You already know the conventional wisdom: Buy low and sell high, right? Well, here’s your heavenly wealth-management
tip to go along with that: Buy low, sell
high, and give always – especially in
times of fear and greed. No matter which
direction the dial is pointing on that Fear & Greed Index, it’s a sign to stop
and give away a little something extra to remind ourselves where hope and mercy
lie.
It’s a lesson we learned from our partners
in Haiti a few years ago. When we were
about to replace the roof on our church, we shared that news in worship during a
visit to Maniche. The people of St.
Augustin’s pledged to give us their profits from a day at the market, to help
us out with our roof. Not that they had
it to give … but they found the faithfulness to offer it.

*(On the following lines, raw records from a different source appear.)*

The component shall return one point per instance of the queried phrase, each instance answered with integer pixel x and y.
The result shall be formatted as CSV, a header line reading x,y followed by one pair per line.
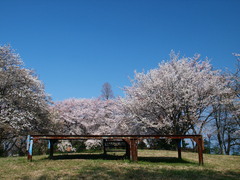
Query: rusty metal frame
x,y
130,140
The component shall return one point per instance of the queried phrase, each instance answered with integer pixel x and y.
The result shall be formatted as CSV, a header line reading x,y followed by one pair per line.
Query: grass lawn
x,y
152,164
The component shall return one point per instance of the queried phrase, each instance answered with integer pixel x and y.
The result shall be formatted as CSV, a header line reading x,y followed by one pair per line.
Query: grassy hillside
x,y
152,164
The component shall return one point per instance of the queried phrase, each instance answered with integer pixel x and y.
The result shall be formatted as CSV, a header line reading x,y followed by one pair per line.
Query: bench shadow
x,y
118,157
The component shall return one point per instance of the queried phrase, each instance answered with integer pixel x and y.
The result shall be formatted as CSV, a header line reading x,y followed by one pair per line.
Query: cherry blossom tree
x,y
88,116
176,97
23,101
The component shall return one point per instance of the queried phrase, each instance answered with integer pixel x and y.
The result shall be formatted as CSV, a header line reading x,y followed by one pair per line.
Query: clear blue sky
x,y
75,46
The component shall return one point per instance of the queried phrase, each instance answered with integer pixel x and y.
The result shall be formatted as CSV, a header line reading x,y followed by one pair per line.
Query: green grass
x,y
152,164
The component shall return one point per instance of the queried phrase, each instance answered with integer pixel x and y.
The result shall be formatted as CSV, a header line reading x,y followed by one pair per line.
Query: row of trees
x,y
182,96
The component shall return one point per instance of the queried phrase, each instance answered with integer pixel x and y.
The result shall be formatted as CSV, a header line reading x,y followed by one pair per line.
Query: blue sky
x,y
75,46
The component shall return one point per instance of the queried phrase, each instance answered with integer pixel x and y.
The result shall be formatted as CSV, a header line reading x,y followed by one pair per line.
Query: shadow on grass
x,y
115,157
142,173
87,156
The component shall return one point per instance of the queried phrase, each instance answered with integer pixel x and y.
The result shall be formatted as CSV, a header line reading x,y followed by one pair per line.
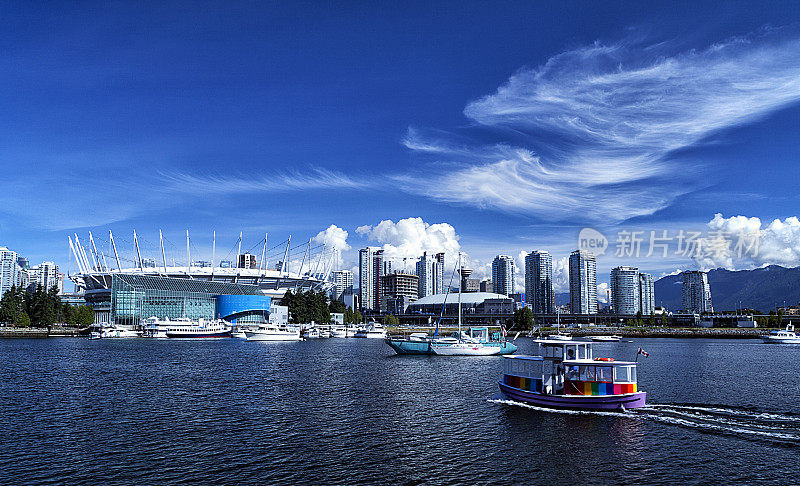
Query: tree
x,y
523,319
22,320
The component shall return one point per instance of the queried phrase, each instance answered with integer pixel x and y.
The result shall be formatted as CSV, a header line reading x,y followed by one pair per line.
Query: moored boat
x,y
605,339
117,332
200,329
270,332
566,376
782,336
373,330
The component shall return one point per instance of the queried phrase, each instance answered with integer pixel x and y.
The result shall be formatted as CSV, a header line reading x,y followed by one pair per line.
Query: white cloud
x,y
410,237
333,237
741,242
607,118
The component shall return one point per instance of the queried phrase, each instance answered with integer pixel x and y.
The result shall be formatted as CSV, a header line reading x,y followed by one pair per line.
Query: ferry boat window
x,y
622,374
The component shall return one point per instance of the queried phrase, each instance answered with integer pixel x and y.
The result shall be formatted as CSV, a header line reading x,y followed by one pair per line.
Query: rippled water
x,y
347,411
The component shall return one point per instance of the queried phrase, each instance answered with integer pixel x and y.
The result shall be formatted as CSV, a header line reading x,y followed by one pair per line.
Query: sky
x,y
487,127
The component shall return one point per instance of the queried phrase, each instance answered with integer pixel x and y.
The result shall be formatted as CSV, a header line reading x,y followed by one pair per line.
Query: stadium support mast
x,y
75,253
188,256
114,246
163,255
138,254
95,255
213,251
239,250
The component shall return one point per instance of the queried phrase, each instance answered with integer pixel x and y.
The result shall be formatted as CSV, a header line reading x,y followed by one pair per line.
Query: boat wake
x,y
773,427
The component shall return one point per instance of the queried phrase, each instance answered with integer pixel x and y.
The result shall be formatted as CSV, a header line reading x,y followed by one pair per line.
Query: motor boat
x,y
605,339
339,331
565,376
373,330
271,332
200,329
115,332
185,328
783,336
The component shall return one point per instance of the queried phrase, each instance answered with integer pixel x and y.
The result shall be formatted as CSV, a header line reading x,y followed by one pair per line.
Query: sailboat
x,y
458,346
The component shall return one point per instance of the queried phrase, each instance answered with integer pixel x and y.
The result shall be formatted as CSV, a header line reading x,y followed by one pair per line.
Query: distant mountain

Giving something extra won’t solve the
world’s problems. But that small gift – the
intentional practice of generosity when everything around you says, “Hold
tight” – that “generous act of giving,” as the Letter of James calls it, is a
sacrament (James 1:17). It’s an outward
and visible sign of the divine reality, the reign and rule of God, just beyond
the sometimes toxic bubble of our worldly fears and sins. Like dipping your fingers in holy water or taking
the body and blood of Christ, your small “generous act of giving” is a way be a
doer of the Word in real life. That small,
generous act will remind you who you
are and whose you are. In fact, it will heal your heart because it
will remind you, when you’re bound by the world’s ground rules, that you’re
actually sealed by the Holy Spirt in baptism and marked as Christ’s own forever
– that you are a citizen of the kingdom of heaven, not a prisoner in the
kingdom of anxiety. For we serve a God
who leads faithful people to what seems like certain death at the water’s edge,
only to pave their way to freedom in a promised land. We serve a God whose prophets come out of
fiery furnaces and lions’ dens, singing songs of victory. We serve a God who is whipped and nailed to a
cross but calmly stares his tormentors down, knowing the empty tomb
awaits.
If God is for us, what shall we fear? And how much more security do we really think
we need?
1.
Blacketer, Larry. Musings of a Lifetime Bible Teacher. WestBow Press, 2013. 203.